# Request for port: fifth - very promising browser



## kerlin (Nov 16, 2014)

Good day all!

In a few days a new browser will be announced with the following features:

minimal system resources - it eats less memory than www/midori and www/opera;
fully customizeable interface;
No JS-extensions and non bloated design.
In other words a very good and light browser. Maybe someone can add it to the  ports tree.* Link to browser homepage*


----------



## woodsb02 (Nov 19, 2014)

I have recently gotten involved with adding two new ports to the ports tree. The process is actually quite simple, and well documented. https://www.freebsd.org/doc/en/books/porters-handbook/book.html

Following this guideline, perhaps you could create the port yourself and submit a PR to bugs.freebsd.org/bugzilla/?


----------



## abishai (Nov 30, 2014)

I looked into the source, it builds around Webkit to FLTK, so we need to port it first: https://github.com/clbr/webkitfltk.


----------



## woodsb02 (Dec 1, 2014)

In a way, it's nice that porting work is broken into two bite-size chunks ("how do you eat an elephant").
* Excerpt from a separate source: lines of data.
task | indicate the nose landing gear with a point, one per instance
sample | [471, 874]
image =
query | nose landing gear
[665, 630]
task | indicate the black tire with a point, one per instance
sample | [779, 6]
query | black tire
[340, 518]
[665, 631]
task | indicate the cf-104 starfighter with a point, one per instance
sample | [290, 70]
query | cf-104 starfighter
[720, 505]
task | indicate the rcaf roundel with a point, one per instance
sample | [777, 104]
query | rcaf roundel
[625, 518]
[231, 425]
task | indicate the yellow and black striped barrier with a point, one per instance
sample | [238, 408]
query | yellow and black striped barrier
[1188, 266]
If your are lucky, both projects will just compile without needing any changes to the source code or build process, which would make creating the port relatively trivial.


----------



## woodsb02 (Dec 1, 2014)

Looks like webkitfltk uses cmake for the build process, which seems different to WebKit-GTK2.

Refer here for help creating ports that use cmake builds: [url]https://www.freebsd.org/doc/en/books/porters-handbook/building.html#using-cmake-variables[/URL]


----------